Une histoire des métiers
7Il est une histoire des métiers à écrire, toujours dans la perspective d’une approche comparative. Les mécaniciens, les conducteurs doivent être perçus au sein de la société et de la compagnie, puis de la Régie. Mais ils doivent aussi être confrontés à d’autres populations semblables en bien des composantes. Ainsi, les conducteurs de tramway et les chauffeurs et mécaniciens de chemins de fer présentent assez de points communs pour que se pose la question de leur spécificité, voire qu’une unicité soit présumée, comme le firent les statisticiens de la Statistique générale de la France pour le recensement de 1911 où furent regroupés dans la même rubrique B.5.5 travailleurs des tramways et des chemins de fer, à l’exception des chauffeurs et mécaniciens des chemins de fer, agrégés dans la sous-rubrique B.5.5515.
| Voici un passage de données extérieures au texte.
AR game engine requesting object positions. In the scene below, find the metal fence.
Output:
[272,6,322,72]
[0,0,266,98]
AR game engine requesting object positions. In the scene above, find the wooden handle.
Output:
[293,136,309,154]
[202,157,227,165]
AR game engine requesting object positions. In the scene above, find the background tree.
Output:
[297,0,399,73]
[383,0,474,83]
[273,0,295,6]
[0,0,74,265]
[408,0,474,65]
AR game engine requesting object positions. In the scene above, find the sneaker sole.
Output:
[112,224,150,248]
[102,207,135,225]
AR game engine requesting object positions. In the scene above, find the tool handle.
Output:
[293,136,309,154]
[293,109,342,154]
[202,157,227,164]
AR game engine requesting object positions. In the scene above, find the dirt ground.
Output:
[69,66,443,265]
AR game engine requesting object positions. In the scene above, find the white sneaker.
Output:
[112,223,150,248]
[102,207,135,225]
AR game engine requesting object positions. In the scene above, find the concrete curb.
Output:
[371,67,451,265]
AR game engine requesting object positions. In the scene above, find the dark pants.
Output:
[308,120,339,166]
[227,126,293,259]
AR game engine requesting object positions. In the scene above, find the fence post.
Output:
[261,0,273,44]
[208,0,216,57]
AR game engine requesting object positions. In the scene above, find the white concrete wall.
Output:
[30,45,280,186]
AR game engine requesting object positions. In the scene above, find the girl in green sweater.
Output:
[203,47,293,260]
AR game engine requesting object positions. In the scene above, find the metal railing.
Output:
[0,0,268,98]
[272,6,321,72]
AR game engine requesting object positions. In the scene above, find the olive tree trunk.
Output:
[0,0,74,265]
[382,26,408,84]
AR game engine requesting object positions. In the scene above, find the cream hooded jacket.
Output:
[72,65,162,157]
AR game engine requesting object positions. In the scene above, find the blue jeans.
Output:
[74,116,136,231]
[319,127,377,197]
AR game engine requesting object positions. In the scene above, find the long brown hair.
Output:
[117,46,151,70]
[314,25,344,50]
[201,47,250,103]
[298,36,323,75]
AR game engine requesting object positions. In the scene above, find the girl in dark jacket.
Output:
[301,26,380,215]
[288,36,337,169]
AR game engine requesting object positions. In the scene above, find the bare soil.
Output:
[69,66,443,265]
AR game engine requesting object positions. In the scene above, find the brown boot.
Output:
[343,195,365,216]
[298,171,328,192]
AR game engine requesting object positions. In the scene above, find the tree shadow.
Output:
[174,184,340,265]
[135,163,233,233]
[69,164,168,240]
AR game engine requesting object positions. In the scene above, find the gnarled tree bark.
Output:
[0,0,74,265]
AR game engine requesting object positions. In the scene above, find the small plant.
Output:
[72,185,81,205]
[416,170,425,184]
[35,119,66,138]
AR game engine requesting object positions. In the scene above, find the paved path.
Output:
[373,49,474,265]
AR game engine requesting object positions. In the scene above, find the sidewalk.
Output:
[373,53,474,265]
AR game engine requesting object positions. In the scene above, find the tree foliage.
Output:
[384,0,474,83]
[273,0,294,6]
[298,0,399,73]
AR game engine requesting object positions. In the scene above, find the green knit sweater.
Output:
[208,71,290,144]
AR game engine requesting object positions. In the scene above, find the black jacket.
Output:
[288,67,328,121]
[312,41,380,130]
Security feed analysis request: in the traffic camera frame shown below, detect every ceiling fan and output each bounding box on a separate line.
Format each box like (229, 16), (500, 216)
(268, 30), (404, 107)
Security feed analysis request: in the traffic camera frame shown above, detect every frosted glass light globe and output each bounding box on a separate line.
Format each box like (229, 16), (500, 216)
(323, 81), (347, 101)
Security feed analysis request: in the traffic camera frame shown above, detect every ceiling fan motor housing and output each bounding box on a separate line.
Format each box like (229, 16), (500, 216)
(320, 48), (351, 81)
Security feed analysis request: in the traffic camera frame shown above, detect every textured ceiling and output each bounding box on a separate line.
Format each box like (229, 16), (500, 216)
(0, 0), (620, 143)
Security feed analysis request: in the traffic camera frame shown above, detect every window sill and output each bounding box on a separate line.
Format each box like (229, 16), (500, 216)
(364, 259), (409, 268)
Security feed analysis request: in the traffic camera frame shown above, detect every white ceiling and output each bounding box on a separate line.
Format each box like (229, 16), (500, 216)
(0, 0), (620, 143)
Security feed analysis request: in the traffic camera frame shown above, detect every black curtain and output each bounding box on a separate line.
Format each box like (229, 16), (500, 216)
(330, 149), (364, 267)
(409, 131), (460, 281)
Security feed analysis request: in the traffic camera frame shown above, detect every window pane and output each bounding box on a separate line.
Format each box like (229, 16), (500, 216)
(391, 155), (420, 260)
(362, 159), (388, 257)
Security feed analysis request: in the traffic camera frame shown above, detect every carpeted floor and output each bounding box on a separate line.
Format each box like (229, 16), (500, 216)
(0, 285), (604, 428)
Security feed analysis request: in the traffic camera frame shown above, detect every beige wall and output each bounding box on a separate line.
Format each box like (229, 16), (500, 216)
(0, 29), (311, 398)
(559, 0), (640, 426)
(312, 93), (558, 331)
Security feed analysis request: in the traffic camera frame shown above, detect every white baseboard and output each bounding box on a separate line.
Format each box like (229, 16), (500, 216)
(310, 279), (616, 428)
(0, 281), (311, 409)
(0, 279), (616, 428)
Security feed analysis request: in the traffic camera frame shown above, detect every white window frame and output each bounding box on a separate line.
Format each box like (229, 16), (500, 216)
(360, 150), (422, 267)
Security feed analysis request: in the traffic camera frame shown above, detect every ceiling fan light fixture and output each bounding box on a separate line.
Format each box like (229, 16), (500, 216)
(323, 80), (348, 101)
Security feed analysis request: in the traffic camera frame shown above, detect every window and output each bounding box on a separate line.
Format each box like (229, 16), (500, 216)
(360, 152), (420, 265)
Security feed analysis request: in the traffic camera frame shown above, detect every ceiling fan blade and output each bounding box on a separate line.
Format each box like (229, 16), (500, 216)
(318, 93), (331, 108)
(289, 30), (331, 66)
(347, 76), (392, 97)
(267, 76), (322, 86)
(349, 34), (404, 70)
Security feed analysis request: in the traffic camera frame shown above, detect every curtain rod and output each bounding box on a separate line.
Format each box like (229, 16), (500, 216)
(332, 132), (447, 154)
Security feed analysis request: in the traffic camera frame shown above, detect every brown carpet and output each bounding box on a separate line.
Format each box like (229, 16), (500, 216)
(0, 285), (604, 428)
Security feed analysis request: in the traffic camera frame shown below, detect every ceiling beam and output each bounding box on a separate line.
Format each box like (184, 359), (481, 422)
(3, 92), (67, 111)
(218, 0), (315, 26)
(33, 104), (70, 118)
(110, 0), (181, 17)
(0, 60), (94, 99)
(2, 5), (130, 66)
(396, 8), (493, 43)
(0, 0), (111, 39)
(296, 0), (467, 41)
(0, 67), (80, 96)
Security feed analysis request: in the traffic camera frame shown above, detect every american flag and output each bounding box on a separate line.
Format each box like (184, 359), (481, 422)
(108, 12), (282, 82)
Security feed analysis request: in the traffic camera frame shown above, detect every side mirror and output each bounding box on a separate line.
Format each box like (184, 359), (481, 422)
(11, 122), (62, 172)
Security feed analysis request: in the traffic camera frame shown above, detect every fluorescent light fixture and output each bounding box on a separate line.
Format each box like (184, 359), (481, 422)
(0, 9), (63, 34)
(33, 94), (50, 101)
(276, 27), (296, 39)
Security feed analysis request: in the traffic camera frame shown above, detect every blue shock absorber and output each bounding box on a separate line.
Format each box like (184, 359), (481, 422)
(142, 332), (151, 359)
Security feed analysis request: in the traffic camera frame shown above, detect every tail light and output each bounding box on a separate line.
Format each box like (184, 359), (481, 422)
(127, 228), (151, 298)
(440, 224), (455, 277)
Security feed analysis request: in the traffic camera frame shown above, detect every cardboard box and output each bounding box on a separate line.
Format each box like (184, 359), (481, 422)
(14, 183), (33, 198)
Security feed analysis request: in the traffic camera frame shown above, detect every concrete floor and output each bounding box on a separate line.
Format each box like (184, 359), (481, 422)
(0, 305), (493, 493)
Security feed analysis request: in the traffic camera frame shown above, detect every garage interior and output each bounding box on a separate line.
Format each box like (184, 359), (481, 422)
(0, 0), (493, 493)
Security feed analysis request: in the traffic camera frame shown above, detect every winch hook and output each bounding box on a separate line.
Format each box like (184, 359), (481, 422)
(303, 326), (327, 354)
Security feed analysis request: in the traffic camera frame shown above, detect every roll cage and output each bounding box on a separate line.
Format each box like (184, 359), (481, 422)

8Mais les métiers rois ne doivent pas cacher les autres professions. Dans ses mémoires, Édouard Bled évoque les décrotteurs de rails des tramways de son enfance : « Périodiquement, on voyait apparaître la silhouette voûtée du décrotteur de rails. Il poussait un outil à long manche qui prenait appui sur les rails et comportait au milieu une sorte de dent qui s’enfonçait dans la rainure et la dégageait de ce qui l’encombrait. Avec un petit outil à main, il parfaisait son travail. [...] Petit métier, utile à un ensemble d’activités comme le sont tous les petits métiers dont on ne perçoit pas toujours l’importance, le décrotteur de rails n’était pas seulement un personnage familier de notre horizon, mais aussi de toutes les villes et de toutes les banlieues où circulaient des tramways électriques. »16 Il y a bien une histoire du décrotteur de rail à écrire, recoupant l’histoire des perceptions, des représentations, car en ce tournant du siècle les effluves du crottin de cheval sont omniprésentes17. Ce sont bien les rapports entre ces travailleurs et l’ensemble du personnel de la compagnie qui méritent l’attention : quel statut avaient ces possibles intouchables alors qu’une activité consistant à éliminer des résidus de déjections est « classée au plus bas lorsqu’elle est effectuée dans le secteur professionnel »18. Statut professionnel certes, mais aussi participation au lien social. Ce sont leurs carrières qui sont à étudier, mettant en perpective tout autant les mobilités sociales intergénérationnelles que les mobilités professionnelles intragénérationnelles. Les pratiques matrimoniales, notamment l’endogamie d’entreprise, le choix des conjoints comme celui des témoins, doivent être appréhendées, sans que soit oublié l’aspect professionnel de la lutte sociale et syndicale. Y avait-il des revendications spécifiques, une section syndicale réservée, quelle était la carrière syndicale de ces décrotteurs, tous éléments égaux par ailleurs, notamment le niveau de qualification et les origines sociales et géographiques ? Ainsi connue, ainsi perçue, l’histoire des décrotteurs de rails serait précieuse hors même du domaine de l’histoire sociale des personnels d’entreprise.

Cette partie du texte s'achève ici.